Cumhurbaşkanı Recep Tayyip Erdoğan ile ABD Başkanı Donald Trump  arasında iyi bir kimya oluştuğunu, iki liderin birçok konuda açık bir dille  görüştüklerini ve bunun çok önemli olduğunu kaydeden Kalın, ikili ilişkilerdeki  sorunların çözümü için hem liderler arasındaki iletişimin hem de diğer diplomatik  seviyelerdeki iletişimin şu anda çok değerli olduğunu vurguladı.
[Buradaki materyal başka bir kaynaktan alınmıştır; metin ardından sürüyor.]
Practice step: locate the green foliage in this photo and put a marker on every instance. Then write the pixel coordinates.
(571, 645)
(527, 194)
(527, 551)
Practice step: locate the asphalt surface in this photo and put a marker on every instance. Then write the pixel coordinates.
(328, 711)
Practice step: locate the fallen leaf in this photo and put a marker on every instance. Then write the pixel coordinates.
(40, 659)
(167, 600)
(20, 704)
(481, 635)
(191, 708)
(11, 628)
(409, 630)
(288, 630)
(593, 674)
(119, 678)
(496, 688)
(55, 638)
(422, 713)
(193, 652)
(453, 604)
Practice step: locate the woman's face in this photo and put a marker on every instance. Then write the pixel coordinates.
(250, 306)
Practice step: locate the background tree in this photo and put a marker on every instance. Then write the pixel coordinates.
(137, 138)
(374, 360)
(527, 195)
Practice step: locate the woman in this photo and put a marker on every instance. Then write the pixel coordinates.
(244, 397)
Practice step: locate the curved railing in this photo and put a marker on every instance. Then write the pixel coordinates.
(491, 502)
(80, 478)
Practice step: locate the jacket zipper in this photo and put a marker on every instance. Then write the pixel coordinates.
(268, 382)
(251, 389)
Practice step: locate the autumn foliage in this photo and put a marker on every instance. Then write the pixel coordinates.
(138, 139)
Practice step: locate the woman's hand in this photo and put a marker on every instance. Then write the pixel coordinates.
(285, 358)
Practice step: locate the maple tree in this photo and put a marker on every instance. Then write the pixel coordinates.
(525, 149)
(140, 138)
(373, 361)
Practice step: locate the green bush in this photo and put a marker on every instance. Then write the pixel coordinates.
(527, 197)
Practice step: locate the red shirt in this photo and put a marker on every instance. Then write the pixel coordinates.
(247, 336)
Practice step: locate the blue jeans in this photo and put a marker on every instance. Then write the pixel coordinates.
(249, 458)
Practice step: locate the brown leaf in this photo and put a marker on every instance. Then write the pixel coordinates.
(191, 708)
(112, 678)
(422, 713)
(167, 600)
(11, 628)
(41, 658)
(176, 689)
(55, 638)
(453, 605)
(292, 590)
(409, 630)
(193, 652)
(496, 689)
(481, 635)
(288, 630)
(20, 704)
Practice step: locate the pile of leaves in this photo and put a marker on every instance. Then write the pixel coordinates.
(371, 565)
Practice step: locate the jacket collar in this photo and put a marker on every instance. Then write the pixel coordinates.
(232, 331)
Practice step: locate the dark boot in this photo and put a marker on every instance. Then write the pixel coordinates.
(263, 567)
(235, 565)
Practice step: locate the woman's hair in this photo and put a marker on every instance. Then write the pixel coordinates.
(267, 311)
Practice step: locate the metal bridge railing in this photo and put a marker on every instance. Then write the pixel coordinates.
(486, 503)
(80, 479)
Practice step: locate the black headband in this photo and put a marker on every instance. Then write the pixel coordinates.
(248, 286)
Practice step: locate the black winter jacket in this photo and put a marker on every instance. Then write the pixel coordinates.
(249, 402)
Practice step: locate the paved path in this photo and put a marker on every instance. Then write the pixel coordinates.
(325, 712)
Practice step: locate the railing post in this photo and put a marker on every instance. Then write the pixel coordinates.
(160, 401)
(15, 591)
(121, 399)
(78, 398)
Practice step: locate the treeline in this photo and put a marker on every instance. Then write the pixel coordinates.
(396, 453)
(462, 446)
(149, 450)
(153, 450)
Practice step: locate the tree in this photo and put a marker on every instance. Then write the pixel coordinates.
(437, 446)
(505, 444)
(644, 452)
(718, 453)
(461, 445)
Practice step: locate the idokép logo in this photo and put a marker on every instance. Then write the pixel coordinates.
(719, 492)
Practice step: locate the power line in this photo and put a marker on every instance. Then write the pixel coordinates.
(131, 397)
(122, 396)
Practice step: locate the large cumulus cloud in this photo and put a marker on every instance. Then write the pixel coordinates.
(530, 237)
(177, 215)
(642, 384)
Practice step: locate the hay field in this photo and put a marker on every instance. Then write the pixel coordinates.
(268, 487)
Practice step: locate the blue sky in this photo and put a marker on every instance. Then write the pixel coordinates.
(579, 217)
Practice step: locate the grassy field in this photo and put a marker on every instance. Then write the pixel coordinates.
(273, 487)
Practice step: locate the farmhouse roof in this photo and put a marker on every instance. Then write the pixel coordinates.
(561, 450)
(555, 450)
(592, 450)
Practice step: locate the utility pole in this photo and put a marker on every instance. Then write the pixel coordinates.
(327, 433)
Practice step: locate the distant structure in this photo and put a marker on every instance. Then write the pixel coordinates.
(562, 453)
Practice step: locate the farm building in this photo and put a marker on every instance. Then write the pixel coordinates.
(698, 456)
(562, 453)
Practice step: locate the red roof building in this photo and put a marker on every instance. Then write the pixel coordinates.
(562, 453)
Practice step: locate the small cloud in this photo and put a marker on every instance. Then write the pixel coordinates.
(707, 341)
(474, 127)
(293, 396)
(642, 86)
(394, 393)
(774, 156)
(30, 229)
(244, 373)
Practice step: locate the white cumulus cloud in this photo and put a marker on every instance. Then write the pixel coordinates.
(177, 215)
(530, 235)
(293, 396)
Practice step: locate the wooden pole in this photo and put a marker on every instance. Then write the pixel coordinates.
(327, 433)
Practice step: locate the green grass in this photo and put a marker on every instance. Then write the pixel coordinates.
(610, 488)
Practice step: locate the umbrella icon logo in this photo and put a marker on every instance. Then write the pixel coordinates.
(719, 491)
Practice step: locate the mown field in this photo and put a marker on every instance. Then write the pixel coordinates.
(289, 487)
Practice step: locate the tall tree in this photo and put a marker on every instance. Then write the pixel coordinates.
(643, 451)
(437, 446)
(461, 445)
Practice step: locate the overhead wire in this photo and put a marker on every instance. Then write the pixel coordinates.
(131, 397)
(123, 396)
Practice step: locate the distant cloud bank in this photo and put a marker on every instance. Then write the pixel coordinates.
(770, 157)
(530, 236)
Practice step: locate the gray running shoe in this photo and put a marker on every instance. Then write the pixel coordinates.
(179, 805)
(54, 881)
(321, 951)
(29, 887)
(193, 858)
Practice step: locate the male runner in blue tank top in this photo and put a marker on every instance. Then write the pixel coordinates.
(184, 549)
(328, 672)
"YPG'ye destek PKK'ya verilen destektir"

Türkiye-ABD ilişkilerinde en önemli sorunlardan birinin ABD'nin  Suriye'de YPG/PKK'ya verdiği destek olduğunu belirten ve bu konuyu Türkiye'nin  daha önce defalarca dile getirdiğini anlatan Kalın, "Türkiye topraklarında PKK'ya  karşı çok güçlü ve büyük oranda başarılı bir savaş verdiğimiz şu zamanda  Suriye'de YPG/PKK'ya verilen herhangi bir destek, doğrudan ya da dolaylı olarak  PKK'ya verilen bir destektir." değerlendirmesinde bulundu.

PKK'nın kendine Suriye'nin kuzeyinde bir devlet alanı oluşturmaya  çalıştığını ve Türkiye'nin buna karşı koymak için mücadele verdiğini anlatan  Kalın, "(Suriye'nin kuzeyinde bir terör devleti) Bu sadece Türkiye'nin milli  güvenliği için değil, Suriye'nin toplumsal ve toprak bütünlüğü için de bir  tehlike arz ediyor. Suriye'de tek bir etnik ya da belirli bir grup için istisna  yaparsanız, diğer grupların da benzer istekleri olur." uyarısında bulundu.

İki ülke ilişkilerin de bir diğer önemli konunun ise Fetullahçı Terör  Örgütü (FETÖ) meselesi olduğunu vurgulayan Kalın, FETÖ'nün 15 Temmuz darbe  girişiminde 251 kişiyi şehit ettiğini, binlerce kişiyi yaraladığını ve   Türkiye'ye ele geçirmek için ellerinden gelen her şeyi yaptığına dikkati çekti.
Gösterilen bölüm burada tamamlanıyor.